Given $k\in\mathbb{Z}^*$ prove $\forall x\in\mathbb{Z}, k\mid x(x+1)(x+2)\cdots(x+k-1)$.
Sorry that one is pretty easy, I made a mistake.
The problem is:
[Update] Given $k\in\mathbb{Z}^*$ prove $\forall x\in\mathbb{Z}, k!\mid x(x+1)(x+2)\cdots(x+k-1)$.
HINT: $x,(x+1),(x+2),\cdots(x+k-1)$ are $k$ consecutive integers.
If $x$ is a multiple of $k$ then you are done. But if not so then by division algorithm there is $q,r \in \Bbb Z$ such that $x = kq +r$ and $0 \leq r <k$.
Now consider $k-r$ and see that $x+k-r$ is among the list and is divisible by $k$.

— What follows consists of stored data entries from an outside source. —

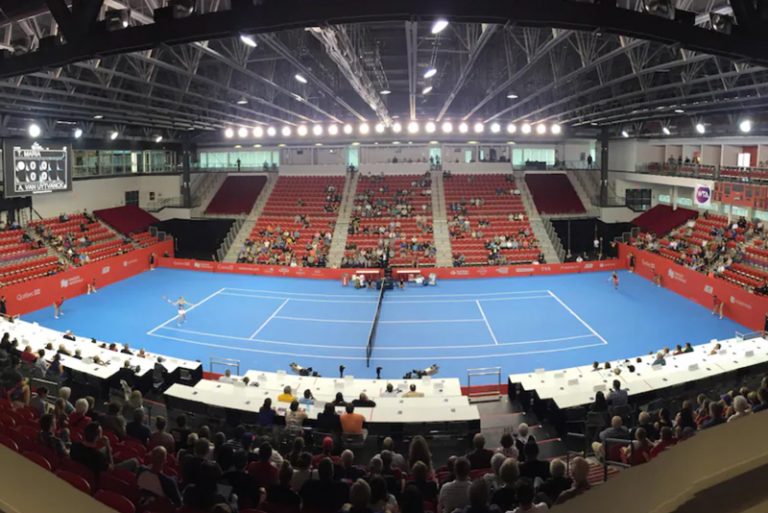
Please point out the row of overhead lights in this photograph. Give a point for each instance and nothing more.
(745, 127)
(35, 132)
(413, 127)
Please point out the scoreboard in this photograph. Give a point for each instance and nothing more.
(35, 169)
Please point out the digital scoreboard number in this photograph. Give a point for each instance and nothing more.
(36, 170)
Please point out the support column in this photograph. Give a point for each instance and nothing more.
(186, 164)
(604, 166)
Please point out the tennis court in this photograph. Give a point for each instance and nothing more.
(518, 324)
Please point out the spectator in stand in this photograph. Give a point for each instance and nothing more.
(137, 429)
(363, 401)
(532, 467)
(557, 483)
(262, 470)
(580, 475)
(38, 401)
(79, 418)
(412, 392)
(762, 395)
(666, 439)
(420, 479)
(507, 447)
(418, 450)
(47, 438)
(352, 423)
(522, 439)
(715, 415)
(161, 436)
(741, 408)
(325, 495)
(95, 452)
(154, 482)
(505, 497)
(286, 396)
(617, 396)
(479, 457)
(280, 495)
(455, 495)
(114, 421)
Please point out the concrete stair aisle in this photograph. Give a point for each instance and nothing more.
(231, 251)
(341, 230)
(537, 224)
(440, 221)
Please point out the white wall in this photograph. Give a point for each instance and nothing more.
(100, 193)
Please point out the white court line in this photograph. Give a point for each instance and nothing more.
(595, 333)
(348, 321)
(382, 358)
(388, 348)
(150, 332)
(297, 299)
(487, 325)
(264, 324)
(409, 295)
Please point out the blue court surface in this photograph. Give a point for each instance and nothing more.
(518, 324)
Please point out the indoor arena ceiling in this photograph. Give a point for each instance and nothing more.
(375, 70)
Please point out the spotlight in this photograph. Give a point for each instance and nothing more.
(745, 126)
(439, 25)
(248, 40)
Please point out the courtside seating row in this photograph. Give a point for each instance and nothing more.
(115, 488)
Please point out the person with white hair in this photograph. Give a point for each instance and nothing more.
(740, 407)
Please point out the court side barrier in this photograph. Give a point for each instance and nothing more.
(740, 305)
(440, 272)
(42, 292)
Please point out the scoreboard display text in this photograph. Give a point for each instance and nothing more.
(36, 169)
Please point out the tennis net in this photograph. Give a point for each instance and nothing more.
(372, 334)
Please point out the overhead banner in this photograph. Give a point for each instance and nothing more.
(703, 196)
(34, 168)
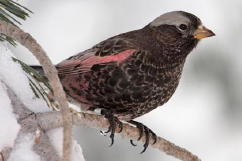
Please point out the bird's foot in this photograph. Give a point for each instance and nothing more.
(114, 122)
(143, 130)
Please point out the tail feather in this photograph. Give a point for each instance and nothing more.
(38, 68)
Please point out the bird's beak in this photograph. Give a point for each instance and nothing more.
(202, 32)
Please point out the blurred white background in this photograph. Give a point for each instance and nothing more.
(203, 116)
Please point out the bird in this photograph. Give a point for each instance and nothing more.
(130, 74)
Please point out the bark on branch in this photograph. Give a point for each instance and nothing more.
(50, 71)
(52, 120)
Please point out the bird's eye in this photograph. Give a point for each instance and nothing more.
(183, 27)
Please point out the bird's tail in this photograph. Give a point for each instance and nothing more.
(38, 68)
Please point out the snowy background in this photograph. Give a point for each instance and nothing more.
(203, 116)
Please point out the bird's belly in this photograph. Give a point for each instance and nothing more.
(127, 96)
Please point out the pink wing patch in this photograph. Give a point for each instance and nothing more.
(84, 63)
(113, 58)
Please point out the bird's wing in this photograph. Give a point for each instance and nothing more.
(113, 50)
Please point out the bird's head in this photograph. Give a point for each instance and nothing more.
(179, 25)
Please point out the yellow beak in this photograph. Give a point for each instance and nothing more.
(202, 32)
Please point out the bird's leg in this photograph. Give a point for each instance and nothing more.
(113, 121)
(143, 130)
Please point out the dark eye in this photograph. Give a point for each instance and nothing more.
(183, 27)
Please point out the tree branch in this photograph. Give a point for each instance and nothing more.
(51, 73)
(52, 120)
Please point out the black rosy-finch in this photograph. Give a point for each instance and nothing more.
(130, 74)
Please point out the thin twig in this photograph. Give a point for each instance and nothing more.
(52, 120)
(51, 73)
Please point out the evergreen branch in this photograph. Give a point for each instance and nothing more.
(9, 12)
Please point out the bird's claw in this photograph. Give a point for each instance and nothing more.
(143, 130)
(113, 121)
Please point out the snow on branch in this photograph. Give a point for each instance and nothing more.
(34, 125)
(51, 73)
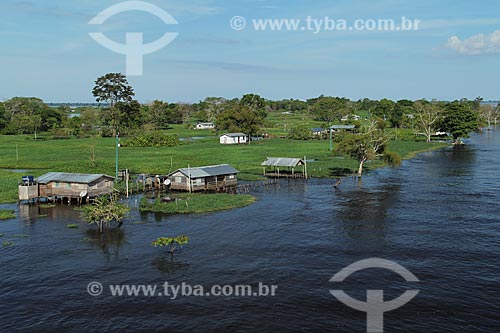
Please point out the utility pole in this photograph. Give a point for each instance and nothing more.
(116, 163)
(331, 136)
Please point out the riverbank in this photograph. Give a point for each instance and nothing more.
(187, 203)
(74, 155)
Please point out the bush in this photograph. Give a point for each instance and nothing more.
(392, 158)
(152, 139)
(300, 133)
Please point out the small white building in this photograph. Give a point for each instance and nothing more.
(233, 139)
(205, 126)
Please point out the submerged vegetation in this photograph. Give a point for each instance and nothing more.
(104, 211)
(197, 203)
(171, 243)
(7, 214)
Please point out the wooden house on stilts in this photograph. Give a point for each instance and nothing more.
(207, 178)
(282, 167)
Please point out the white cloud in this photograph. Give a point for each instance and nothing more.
(476, 45)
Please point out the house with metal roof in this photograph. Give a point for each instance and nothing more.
(318, 131)
(59, 185)
(206, 178)
(74, 185)
(285, 167)
(233, 139)
(205, 126)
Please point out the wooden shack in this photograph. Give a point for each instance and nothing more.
(285, 167)
(234, 139)
(60, 185)
(206, 178)
(74, 185)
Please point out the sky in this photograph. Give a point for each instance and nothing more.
(47, 52)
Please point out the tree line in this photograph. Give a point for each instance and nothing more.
(121, 113)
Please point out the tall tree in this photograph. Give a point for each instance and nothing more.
(330, 109)
(3, 117)
(427, 116)
(489, 114)
(460, 119)
(369, 144)
(255, 103)
(113, 88)
(240, 119)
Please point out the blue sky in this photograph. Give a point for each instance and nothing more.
(47, 51)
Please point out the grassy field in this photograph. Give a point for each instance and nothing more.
(7, 214)
(73, 155)
(198, 203)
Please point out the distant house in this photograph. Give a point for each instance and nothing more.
(205, 126)
(284, 167)
(318, 131)
(354, 117)
(335, 128)
(67, 185)
(74, 185)
(233, 139)
(207, 178)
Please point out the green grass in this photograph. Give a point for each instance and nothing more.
(198, 203)
(7, 214)
(72, 155)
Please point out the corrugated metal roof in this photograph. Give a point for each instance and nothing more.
(282, 161)
(343, 127)
(232, 135)
(70, 177)
(208, 171)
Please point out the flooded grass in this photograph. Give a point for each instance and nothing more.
(197, 203)
(66, 156)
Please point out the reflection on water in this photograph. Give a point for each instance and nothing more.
(109, 242)
(167, 264)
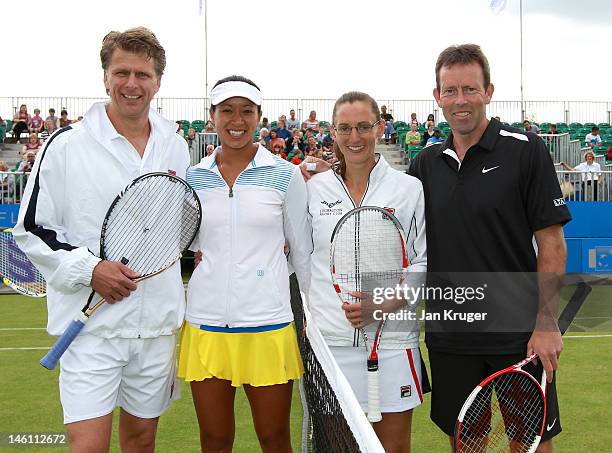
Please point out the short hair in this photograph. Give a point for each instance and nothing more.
(235, 78)
(139, 40)
(463, 54)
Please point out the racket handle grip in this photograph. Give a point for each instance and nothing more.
(49, 361)
(374, 414)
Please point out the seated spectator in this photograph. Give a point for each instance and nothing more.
(21, 122)
(4, 178)
(283, 132)
(428, 132)
(591, 172)
(311, 146)
(263, 125)
(2, 131)
(327, 143)
(530, 127)
(27, 164)
(435, 138)
(296, 157)
(274, 139)
(263, 137)
(36, 122)
(389, 129)
(54, 119)
(296, 139)
(193, 142)
(33, 145)
(593, 139)
(413, 137)
(321, 135)
(293, 122)
(311, 122)
(413, 119)
(64, 121)
(278, 150)
(47, 130)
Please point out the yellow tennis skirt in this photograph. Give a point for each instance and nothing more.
(255, 358)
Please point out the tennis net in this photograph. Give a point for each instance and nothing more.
(333, 419)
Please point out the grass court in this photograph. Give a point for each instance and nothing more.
(30, 399)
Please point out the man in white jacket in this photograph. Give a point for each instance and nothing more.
(125, 356)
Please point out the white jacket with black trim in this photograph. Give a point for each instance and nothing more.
(328, 201)
(243, 279)
(78, 173)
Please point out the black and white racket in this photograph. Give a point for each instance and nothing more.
(16, 269)
(368, 252)
(147, 227)
(507, 410)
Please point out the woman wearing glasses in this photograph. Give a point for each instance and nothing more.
(364, 178)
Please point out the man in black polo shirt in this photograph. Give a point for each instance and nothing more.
(488, 190)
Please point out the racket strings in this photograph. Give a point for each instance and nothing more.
(368, 253)
(508, 412)
(151, 224)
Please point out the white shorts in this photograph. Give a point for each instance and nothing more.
(137, 374)
(399, 376)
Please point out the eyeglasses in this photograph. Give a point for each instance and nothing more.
(362, 128)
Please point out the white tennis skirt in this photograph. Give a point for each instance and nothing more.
(399, 376)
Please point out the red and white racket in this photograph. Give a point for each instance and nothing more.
(507, 411)
(368, 252)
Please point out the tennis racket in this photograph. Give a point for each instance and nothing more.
(507, 411)
(368, 252)
(16, 269)
(147, 227)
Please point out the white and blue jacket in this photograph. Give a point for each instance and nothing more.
(328, 201)
(77, 174)
(243, 279)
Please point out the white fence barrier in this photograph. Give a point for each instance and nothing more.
(586, 186)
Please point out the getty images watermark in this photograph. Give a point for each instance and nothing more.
(411, 295)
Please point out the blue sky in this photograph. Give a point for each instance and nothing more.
(316, 49)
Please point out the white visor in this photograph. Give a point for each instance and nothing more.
(235, 89)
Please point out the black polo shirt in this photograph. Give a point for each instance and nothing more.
(481, 216)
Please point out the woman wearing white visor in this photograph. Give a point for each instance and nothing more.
(238, 329)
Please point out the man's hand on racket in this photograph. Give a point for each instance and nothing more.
(113, 280)
(548, 347)
(353, 312)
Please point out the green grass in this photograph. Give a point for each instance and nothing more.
(29, 399)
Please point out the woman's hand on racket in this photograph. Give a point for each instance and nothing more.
(353, 314)
(548, 347)
(113, 280)
(197, 258)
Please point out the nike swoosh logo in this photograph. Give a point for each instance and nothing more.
(487, 170)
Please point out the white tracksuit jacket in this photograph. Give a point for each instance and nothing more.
(328, 201)
(243, 279)
(78, 173)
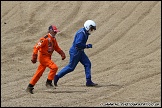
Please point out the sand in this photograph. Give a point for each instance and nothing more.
(126, 53)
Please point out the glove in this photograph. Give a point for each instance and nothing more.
(89, 46)
(34, 58)
(62, 54)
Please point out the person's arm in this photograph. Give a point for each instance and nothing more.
(36, 48)
(80, 41)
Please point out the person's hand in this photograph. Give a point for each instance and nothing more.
(62, 54)
(34, 58)
(89, 46)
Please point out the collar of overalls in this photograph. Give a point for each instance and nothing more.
(86, 31)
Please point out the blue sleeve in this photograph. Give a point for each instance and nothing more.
(80, 41)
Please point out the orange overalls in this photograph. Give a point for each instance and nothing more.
(45, 46)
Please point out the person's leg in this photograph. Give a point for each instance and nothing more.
(74, 59)
(87, 66)
(53, 69)
(35, 78)
(37, 74)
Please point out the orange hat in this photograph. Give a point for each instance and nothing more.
(52, 27)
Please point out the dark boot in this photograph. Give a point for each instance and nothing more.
(49, 83)
(89, 83)
(30, 89)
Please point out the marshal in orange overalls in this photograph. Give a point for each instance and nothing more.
(45, 47)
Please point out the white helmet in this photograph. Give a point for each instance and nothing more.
(90, 24)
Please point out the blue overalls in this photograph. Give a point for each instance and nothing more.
(77, 54)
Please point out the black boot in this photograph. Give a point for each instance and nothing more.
(30, 89)
(89, 83)
(49, 83)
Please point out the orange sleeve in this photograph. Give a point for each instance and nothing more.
(38, 45)
(57, 48)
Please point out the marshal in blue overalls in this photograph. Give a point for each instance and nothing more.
(77, 55)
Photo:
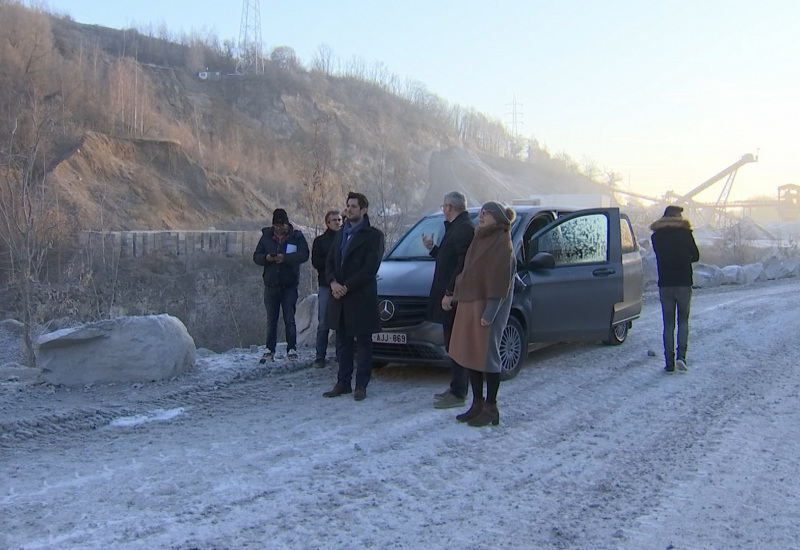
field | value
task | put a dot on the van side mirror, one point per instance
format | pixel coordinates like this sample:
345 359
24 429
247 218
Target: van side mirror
542 260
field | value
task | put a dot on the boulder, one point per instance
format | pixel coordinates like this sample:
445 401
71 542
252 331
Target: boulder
125 349
792 266
753 273
733 275
707 276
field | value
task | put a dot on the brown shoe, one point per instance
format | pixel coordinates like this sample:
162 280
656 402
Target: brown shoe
337 390
488 415
360 394
473 411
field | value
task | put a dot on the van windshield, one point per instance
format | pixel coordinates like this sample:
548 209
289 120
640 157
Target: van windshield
410 246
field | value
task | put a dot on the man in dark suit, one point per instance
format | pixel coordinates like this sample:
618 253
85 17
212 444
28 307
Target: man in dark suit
319 255
350 269
449 255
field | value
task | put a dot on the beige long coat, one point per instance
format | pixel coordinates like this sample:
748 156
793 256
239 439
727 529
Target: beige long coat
474 346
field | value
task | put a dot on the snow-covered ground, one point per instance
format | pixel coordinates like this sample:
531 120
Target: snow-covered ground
597 448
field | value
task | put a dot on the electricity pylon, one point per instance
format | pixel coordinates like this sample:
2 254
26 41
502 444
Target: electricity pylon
250 59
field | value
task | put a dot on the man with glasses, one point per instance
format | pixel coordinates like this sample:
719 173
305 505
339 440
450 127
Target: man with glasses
281 250
449 255
319 255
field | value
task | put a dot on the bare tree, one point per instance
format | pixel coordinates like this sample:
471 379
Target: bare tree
28 221
322 60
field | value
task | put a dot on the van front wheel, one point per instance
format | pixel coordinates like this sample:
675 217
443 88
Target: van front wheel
618 333
513 349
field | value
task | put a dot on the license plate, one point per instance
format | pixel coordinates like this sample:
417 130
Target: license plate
389 337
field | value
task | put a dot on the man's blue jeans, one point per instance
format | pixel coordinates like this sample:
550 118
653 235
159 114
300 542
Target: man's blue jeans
277 298
675 298
323 296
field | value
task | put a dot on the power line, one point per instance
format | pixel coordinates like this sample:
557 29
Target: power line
516 115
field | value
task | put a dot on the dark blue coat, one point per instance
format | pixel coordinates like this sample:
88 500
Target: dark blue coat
449 255
357 270
675 250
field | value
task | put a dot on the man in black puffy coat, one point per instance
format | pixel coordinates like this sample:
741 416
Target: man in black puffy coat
675 250
281 250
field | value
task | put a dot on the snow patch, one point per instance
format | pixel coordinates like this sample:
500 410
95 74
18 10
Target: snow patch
157 415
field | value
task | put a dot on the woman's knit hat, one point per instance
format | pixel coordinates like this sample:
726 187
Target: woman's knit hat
502 214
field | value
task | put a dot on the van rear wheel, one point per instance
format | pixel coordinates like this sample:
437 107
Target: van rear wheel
513 349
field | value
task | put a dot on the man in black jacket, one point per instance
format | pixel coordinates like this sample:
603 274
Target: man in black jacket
281 250
350 269
675 250
319 254
449 255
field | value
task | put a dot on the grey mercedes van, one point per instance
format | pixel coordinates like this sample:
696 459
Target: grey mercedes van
579 278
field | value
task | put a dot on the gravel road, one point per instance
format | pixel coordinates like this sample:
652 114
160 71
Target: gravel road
597 448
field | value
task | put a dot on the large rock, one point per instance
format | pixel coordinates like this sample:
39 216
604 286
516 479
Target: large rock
126 349
754 273
707 276
306 320
733 275
776 268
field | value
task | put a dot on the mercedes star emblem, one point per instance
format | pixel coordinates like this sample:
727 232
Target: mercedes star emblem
386 310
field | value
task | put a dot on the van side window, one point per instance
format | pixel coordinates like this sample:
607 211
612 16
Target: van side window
626 233
578 240
536 224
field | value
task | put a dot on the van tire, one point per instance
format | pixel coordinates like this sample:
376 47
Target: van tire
618 333
513 349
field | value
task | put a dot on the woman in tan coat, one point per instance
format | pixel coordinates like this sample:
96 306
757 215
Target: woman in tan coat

Consider the Binomial coefficient $$\binom{x+k-1}{x-1}$$ and see your question follows. As It is always an integer and $$\binom{x+k-1}{x-1} = \frac{(x+k-1)!}{(x-1)! \times k! } = \frac{x(x+1)(x+2)\cdots(x+k-1)}{k!}$$
Thus $\forall x\in\mathbb{Z},\ \ k!\mid x(x+1)(x+2)\cdots(x+k-1)$.